Le choix de devenir mathématicien

Comme son grand oncle Jacques Hadamard, Laurent Schwartz décide de suivre des études de mathématiques malgré un goût prononcé pour les lettres anciennes et la linguistique. Il entre à l’École Normale en 1934, la même année que celle qui deviendra sa femme : Marie-Hélène Levy, seule mathématicienne de la promotion. Laurent Schwartz s’y investit dans des petits séminaires pour les élèves, au côté notamment de Gustave Choquet. C’est également à l’É.N.S. qu’il s’initie à la politique en rejoignant le parti trotskiste qu’il quittera en 1947.

 

Rencontre avec les mathématiques

Démobilisé après la débâcle de 1940, Laurent Schwartz se rend sur les conseils d’Henri Cartan à Clermont-Ferrand où l’Université de Strasbourg s’est repliée. Il y fait la rencontre du groupe Bourbaki.
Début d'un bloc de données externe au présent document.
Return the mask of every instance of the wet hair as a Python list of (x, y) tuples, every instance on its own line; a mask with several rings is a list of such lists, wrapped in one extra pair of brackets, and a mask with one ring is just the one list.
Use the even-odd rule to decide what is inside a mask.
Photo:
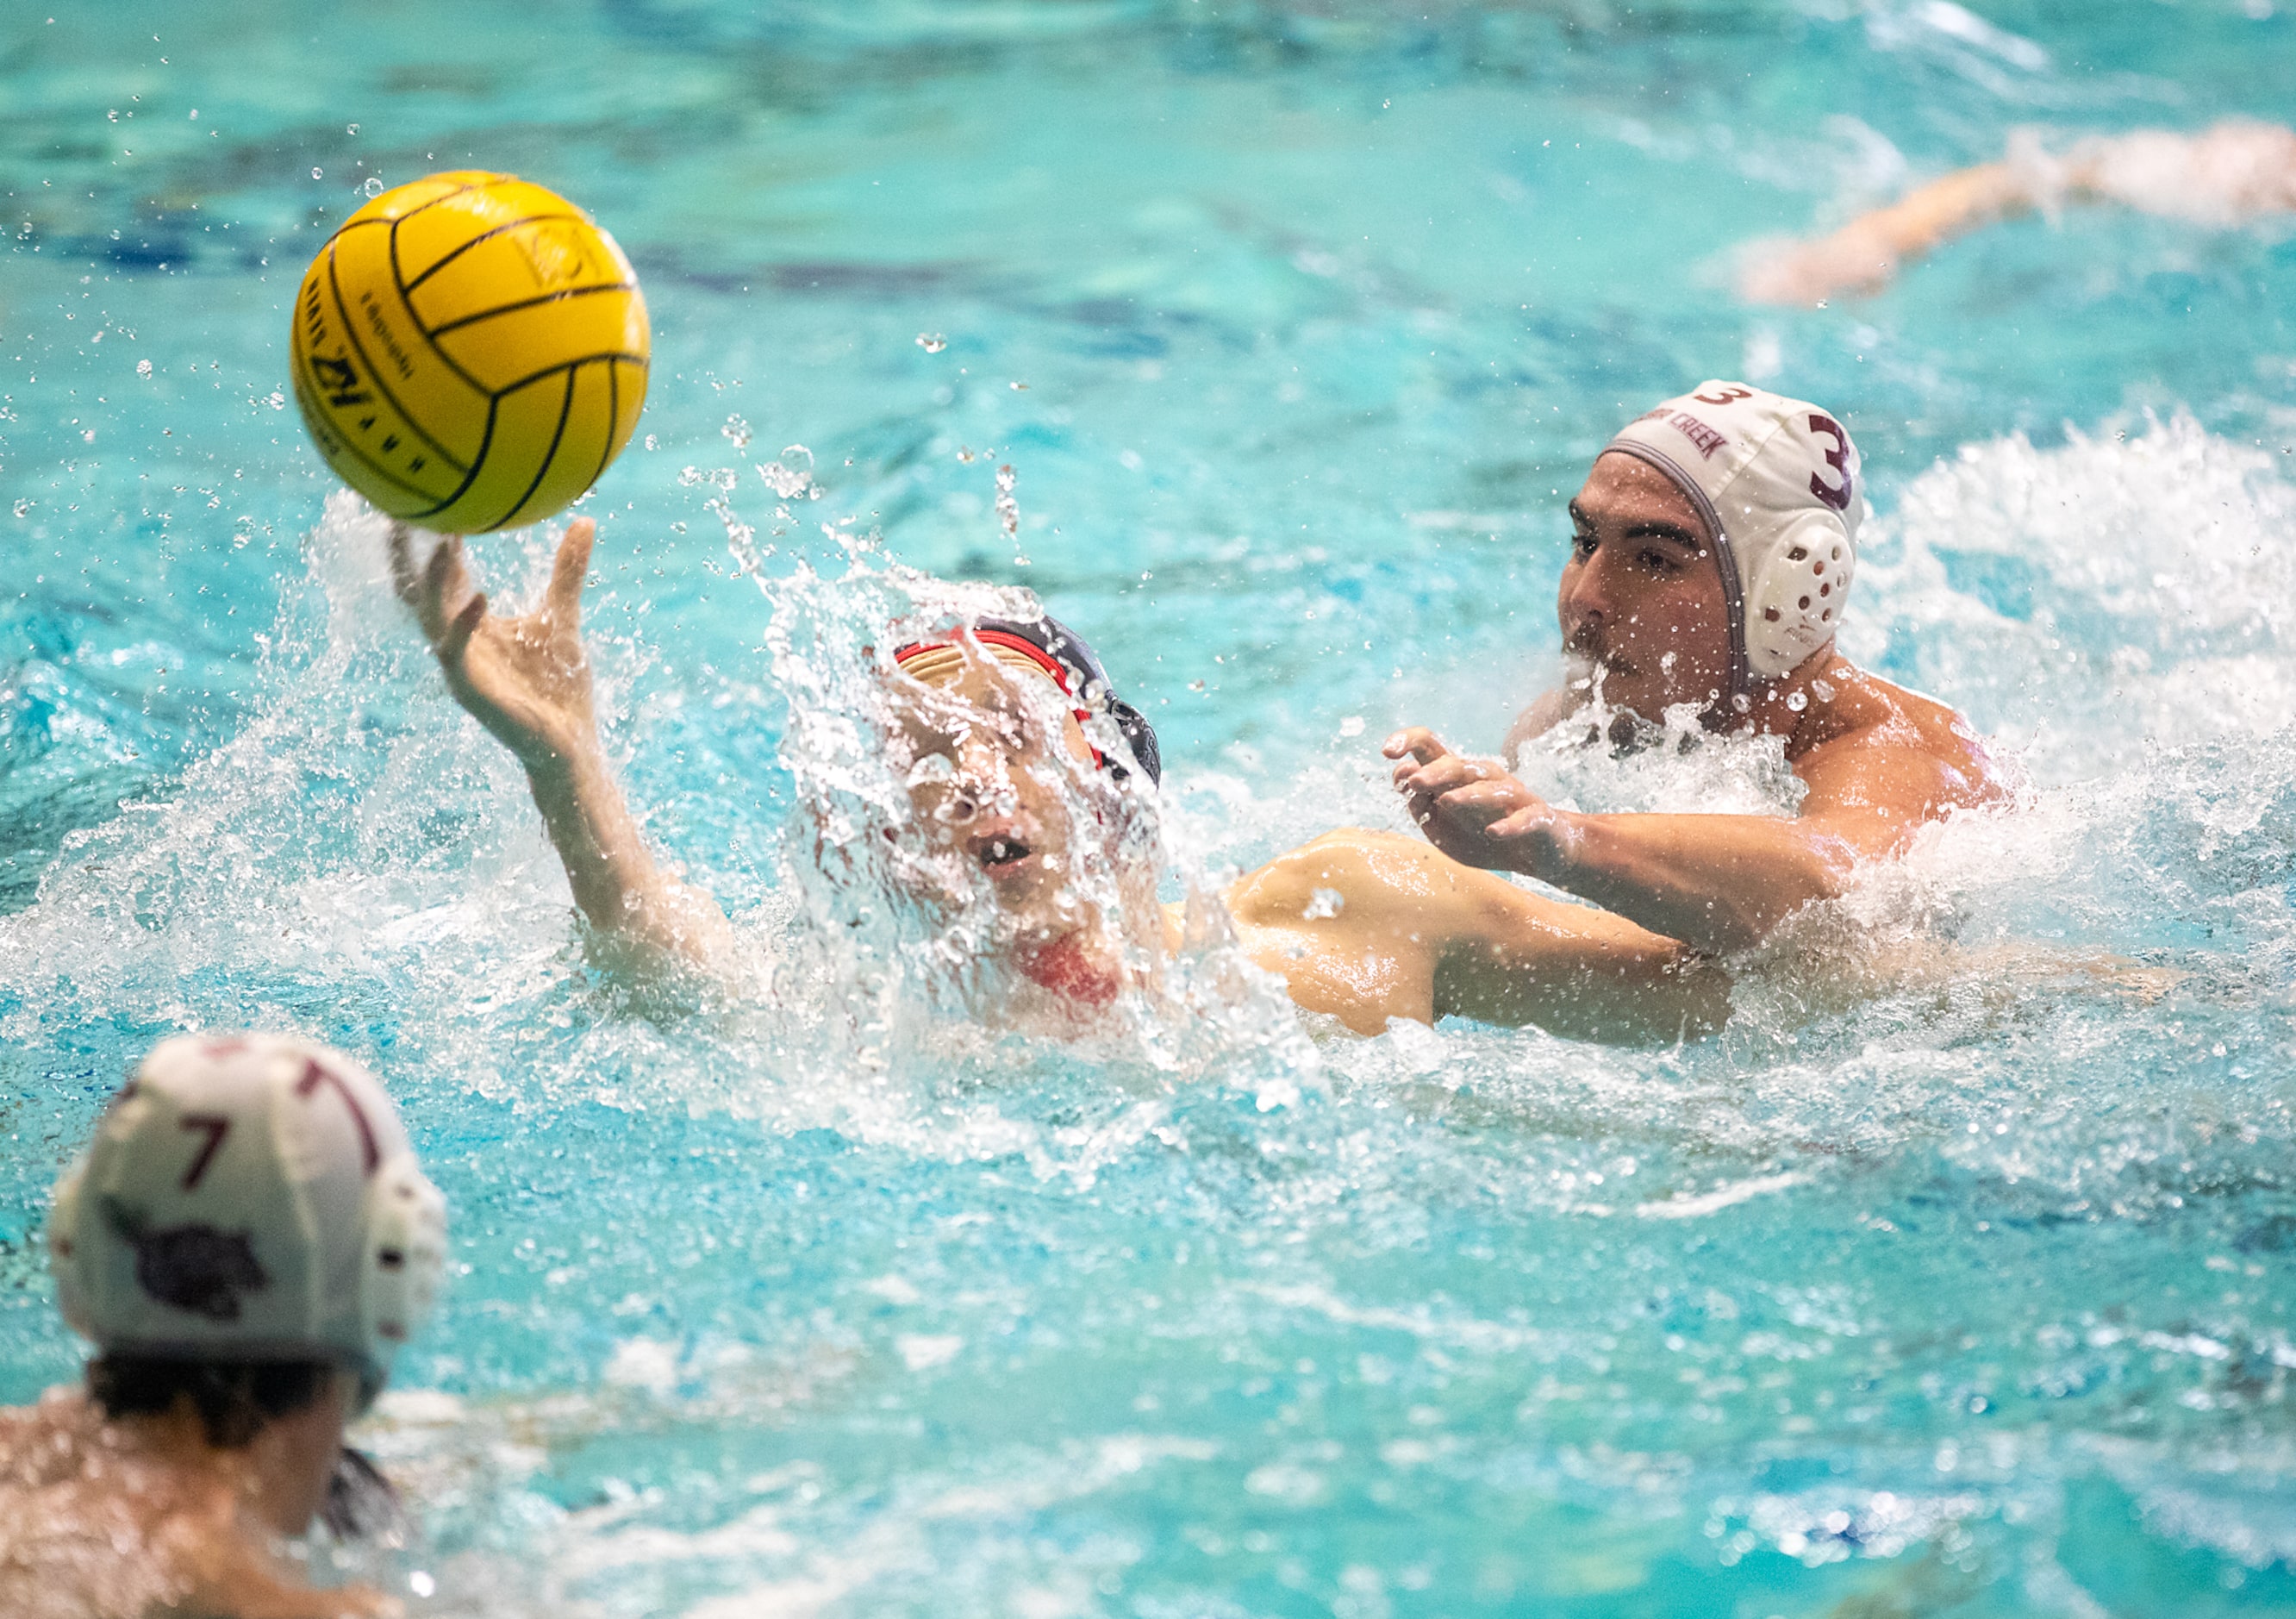
[(107, 1417), (157, 1417), (188, 1399), (208, 1442), (235, 1451), (264, 1425), (316, 1400), (331, 1360), (184, 1360), (108, 1354), (87, 1363), (87, 1392)]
Selon ses propres mots, cette rencontre fut une « révélation » qui le confronta pour la première fois avec des mathématiques en train de se faire, comme les espaces vectoriels topologiques enseignés par Jean Dieudonné.

 

La clandestinité

Peu après que Laurent Schwartz ait soutenu sa thèse, l’invasion allemande de la zone libre le contraint à passer dans la clandestinité pour échapper aux rafles qui menacent les Juifs. Après maints changements d’adresses, la famille, agrandie par la naissance de Marc-André, se cache dans un village proche de Grenoble. Un certain « Laurent Sélimartin » y donne des cours et y poursuit des recherches qui aboutiront, en 1944, à une première définition des distributions.